The particle size distributions of each grind were determined according to ASTM C136/C136M-14 Standard Test Method for Sieve Analysis for Fine and Coarse Aggregates procedure. Samples of 100.0 g of coffee grinds were added to a sieve stack including sieve sizes #20 (0.841 mm mesh opening), #40 (0.420 mm mesh opening), #100 mesh (0.149 mm mesh opening), and pan, to generate grain size distributions for each coffee used in this study.

The cold brewing process was carried out at room temperature (ranging from 21 °C to 25 °C over the experimental period) adapted from a home-brewing recipe suggested by The New York Times’ Cooking website⁹. A sample of 35.0 g of coffee was placed in 350 mL of carbon-filtered municipal water. The coffee was contained in T-Sac™ tea filter bag (size 4) and placed in a 32-ounce Mason jar fitted with a screw-top lid. The filter bag was used to reduce grind loss during sampling and ensure grinds remained submerged during steeping. The coffee/water mixture was sampled every 15 minutes for the first hour, then every 30 minutes until hour 7, and then once an hour until hour 12, a final sample was taken at 24 hours. Samples collected after the first hour were diluted (1:4) with DI water and filtered using HT Tuffryn (Pall) 25 mm diameter, 0.2 μm pore size membranes. Fresh water was added to replace the volume sampled to maintain constant volume.
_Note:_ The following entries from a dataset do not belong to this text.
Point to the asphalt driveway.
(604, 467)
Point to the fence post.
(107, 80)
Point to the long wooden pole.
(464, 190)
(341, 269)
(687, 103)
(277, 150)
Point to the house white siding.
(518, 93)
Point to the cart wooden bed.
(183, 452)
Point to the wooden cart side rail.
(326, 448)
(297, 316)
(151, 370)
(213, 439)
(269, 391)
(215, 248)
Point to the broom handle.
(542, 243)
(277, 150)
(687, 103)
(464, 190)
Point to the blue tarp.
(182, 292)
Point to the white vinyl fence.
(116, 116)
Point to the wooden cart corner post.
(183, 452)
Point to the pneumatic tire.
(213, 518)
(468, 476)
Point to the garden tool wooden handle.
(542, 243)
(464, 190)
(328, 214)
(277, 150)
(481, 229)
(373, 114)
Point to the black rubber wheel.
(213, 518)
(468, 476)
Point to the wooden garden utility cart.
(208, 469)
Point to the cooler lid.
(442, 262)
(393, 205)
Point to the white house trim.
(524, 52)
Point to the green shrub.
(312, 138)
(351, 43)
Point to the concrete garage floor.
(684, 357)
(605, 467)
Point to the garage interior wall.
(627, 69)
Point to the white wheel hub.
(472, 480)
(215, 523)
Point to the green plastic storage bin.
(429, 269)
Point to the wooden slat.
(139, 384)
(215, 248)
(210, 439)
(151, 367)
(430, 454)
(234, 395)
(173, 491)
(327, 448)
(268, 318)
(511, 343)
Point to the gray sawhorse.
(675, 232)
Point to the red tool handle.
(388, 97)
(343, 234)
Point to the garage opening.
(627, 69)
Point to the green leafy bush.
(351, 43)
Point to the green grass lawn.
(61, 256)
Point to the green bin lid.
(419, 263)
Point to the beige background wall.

This introduced a small dilution effect in the resulting solution. Additionally, even with the closed system, there was inevitably evaporation over the 24 hour testing period. Coffee received from Kona Joe Coffee was not processed in any way prior to use, to best match home-brewing conditions. Data presented are an average of triplicate experiments analyzed in duplicates (n = 6).
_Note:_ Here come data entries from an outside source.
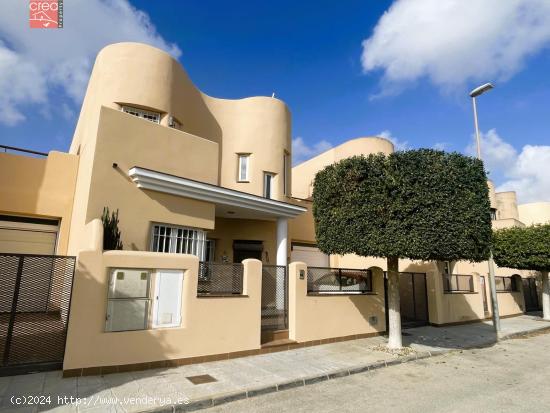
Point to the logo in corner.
(46, 14)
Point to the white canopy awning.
(175, 185)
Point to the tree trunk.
(545, 296)
(394, 310)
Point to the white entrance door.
(310, 255)
(167, 306)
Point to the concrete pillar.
(545, 296)
(282, 250)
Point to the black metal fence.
(458, 283)
(274, 297)
(321, 280)
(35, 294)
(220, 279)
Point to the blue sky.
(409, 81)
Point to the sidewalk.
(167, 389)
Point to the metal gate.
(35, 294)
(274, 297)
(530, 294)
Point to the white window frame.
(268, 194)
(286, 174)
(151, 302)
(211, 249)
(111, 298)
(246, 176)
(178, 240)
(142, 113)
(174, 123)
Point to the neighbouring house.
(211, 213)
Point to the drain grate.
(201, 379)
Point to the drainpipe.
(282, 260)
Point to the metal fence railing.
(220, 279)
(321, 280)
(35, 293)
(458, 283)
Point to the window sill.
(339, 294)
(222, 296)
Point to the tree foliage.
(111, 233)
(421, 204)
(523, 248)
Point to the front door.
(413, 299)
(530, 294)
(243, 249)
(484, 294)
(167, 309)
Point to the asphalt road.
(513, 376)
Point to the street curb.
(216, 400)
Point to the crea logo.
(46, 14)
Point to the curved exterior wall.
(534, 213)
(143, 76)
(304, 173)
(507, 205)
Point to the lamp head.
(481, 89)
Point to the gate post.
(15, 297)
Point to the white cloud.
(453, 42)
(497, 154)
(33, 62)
(301, 151)
(524, 172)
(398, 144)
(441, 146)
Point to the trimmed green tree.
(111, 233)
(422, 204)
(526, 249)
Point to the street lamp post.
(492, 285)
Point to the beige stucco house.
(211, 213)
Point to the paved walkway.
(162, 389)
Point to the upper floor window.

Hot brew extraction was conducted using the same coffee to water ratio as was used in the cold brew method. The water was heated to 98 °C and added to coffee grounds in a traditional French press carafe. The water and grounds were allowed to sit for 6 minutes before the filter was depressed and the coffee decanted. Since additional experiments showed that longer mixing times did not result in additional caffeine or 3-CGA extraction, 6-minute extraction times were used for all hot brew experiments. Two samples were taken from each hot brew and each experiment was performed in triplicate (n = 6).

Caffeine and 3-CGA were measured in both standard solutions and coffee extracts using an adapted methodology reported in GL Sciences Technical Note No. 67⁵³. An Agilent 1200 Series high performance liquid chromatography system (HPLC) was fitted with a Supelco 5 µm column (15 cm × 4.6 cm) (Supleco, Bellefonte, PA) run at 40.0 °C with a mobile phase mixture of 75% mobile phase A and 25% mobile phase B (A: 95% 2.0 mM phosphoric acid and 5% methanol; B: 95% methanol and 5% 2.0 mM phosphoric acid). The flow rate was 1.0 mL/min with an injection volume of 10.0 µL. Caffeine and 3-CGA were detected using a diode array detector at 280 nm and 325 nm respectively.

The pH of each brewed coffee sample was measured with a Mettler Toledo FiveEasy^TM F20 benchtop pH/mV meter.

Two-tailed t-test and ANOVA were employed for determination of similarities in equilibrium concentrations of 3-CGA and caffeine with consideration of the roast, grind size, and brewing method. The output of the statistical analysis is included in the supporting information.

All data generated or analyzed during this study are included in this published article (and its Supplementary Information files).